In a letter to the Hidalgo, Aguirre, who also chairs the Committee on Bioethics of the Makati Medical Center Department of Medicine, said the lesson guide is devoid of full disclosure and truth telling.
She stressed that it does not inform that the condom "does not protect 100 percent" and its failure rate varies from four to 25 percent with an average of 16 percent.
Study data
"It claims to foster values, restraint and responsibility yet it implies that sexual activity outside of marriage maybe acceptable for as long as it does not result to 'unwanted pregnancy' and sexually transmitted by 'protected sex,'" Aguirre said.
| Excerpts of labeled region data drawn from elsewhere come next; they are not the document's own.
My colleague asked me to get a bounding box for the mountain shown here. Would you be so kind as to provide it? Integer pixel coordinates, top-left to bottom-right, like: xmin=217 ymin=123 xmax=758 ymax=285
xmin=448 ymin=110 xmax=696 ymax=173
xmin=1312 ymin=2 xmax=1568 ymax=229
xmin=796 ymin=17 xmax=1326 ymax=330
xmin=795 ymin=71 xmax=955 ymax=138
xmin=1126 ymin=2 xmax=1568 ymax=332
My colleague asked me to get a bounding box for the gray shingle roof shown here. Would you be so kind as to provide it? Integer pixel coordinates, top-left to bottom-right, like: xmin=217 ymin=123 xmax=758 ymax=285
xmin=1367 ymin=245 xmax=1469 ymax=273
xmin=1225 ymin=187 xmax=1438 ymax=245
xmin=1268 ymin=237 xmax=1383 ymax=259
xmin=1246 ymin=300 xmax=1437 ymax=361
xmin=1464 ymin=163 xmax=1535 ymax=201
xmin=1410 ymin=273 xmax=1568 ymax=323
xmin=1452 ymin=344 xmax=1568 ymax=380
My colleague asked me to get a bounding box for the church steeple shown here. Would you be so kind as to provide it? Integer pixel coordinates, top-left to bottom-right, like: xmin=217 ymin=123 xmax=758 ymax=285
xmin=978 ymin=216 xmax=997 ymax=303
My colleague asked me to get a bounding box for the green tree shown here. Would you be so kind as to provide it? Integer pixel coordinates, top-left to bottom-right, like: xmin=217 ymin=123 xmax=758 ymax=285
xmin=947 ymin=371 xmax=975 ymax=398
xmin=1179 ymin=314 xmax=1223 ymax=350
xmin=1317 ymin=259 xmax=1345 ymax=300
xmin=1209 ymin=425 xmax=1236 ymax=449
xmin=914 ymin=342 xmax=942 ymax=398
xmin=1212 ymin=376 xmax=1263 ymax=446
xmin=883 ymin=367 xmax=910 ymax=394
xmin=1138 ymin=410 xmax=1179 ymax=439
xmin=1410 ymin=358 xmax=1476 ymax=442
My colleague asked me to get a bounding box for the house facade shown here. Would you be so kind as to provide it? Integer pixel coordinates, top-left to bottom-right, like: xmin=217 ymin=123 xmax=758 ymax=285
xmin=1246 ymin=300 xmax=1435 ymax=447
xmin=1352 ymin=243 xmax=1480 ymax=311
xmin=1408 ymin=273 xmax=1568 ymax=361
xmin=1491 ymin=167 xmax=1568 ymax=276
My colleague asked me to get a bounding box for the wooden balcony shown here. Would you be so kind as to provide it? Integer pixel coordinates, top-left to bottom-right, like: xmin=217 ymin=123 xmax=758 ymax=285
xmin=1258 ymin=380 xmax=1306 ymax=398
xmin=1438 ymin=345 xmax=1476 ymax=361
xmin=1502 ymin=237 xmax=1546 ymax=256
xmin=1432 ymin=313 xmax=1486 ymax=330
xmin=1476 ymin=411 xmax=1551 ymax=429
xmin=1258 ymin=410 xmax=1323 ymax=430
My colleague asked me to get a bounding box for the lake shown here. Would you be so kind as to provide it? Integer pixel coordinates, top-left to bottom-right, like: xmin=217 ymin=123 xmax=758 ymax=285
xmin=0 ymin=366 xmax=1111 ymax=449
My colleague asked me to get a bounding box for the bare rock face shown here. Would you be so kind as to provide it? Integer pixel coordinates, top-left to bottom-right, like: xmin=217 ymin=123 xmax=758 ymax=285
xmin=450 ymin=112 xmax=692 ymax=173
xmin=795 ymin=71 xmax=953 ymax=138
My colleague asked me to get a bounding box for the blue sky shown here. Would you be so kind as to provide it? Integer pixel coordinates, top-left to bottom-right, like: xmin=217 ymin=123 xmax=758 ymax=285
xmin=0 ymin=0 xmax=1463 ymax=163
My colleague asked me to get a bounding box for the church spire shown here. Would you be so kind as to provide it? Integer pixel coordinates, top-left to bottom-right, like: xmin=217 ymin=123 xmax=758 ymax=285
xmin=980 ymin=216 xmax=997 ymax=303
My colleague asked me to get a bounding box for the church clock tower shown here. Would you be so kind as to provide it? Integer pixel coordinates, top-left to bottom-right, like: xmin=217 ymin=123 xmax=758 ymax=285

Saying that the rationale for the said module is supposed be "overpopulation and poverty," she urged the DepEd module makers to study the data presented by demographers and economists who do not from the birth control industry.
Suggestive not prescriptive
Hidalgo said the lessons "were carefully crafted so they will naturally blend with the lessons competencies of the mother area."
While the guides are just prototypes, she said the activities are suggestive not prescriptive.
"The teacher is free to inject activities that she/he thinks is appropriate to the age, interest and capability of the students," Hidalgo said.
UNFPA representative Dr. Zahidul Huque, on his part, said that sex education is a helpful start to solve reproductive health concerns of adolescents who are increasingly exposed to risky behavior, like early sexual activity.
Huque urged the DepEd to adopt said program and be utilized from national down to district levels.
Not just an act
Aguirre also wanted sex education to be done not by the schools but by parents.
"We knew there is a time for everything because our teachers taught us character and values education," she also said.
"Human sexuality meant our total personhood and is not just an act," she added.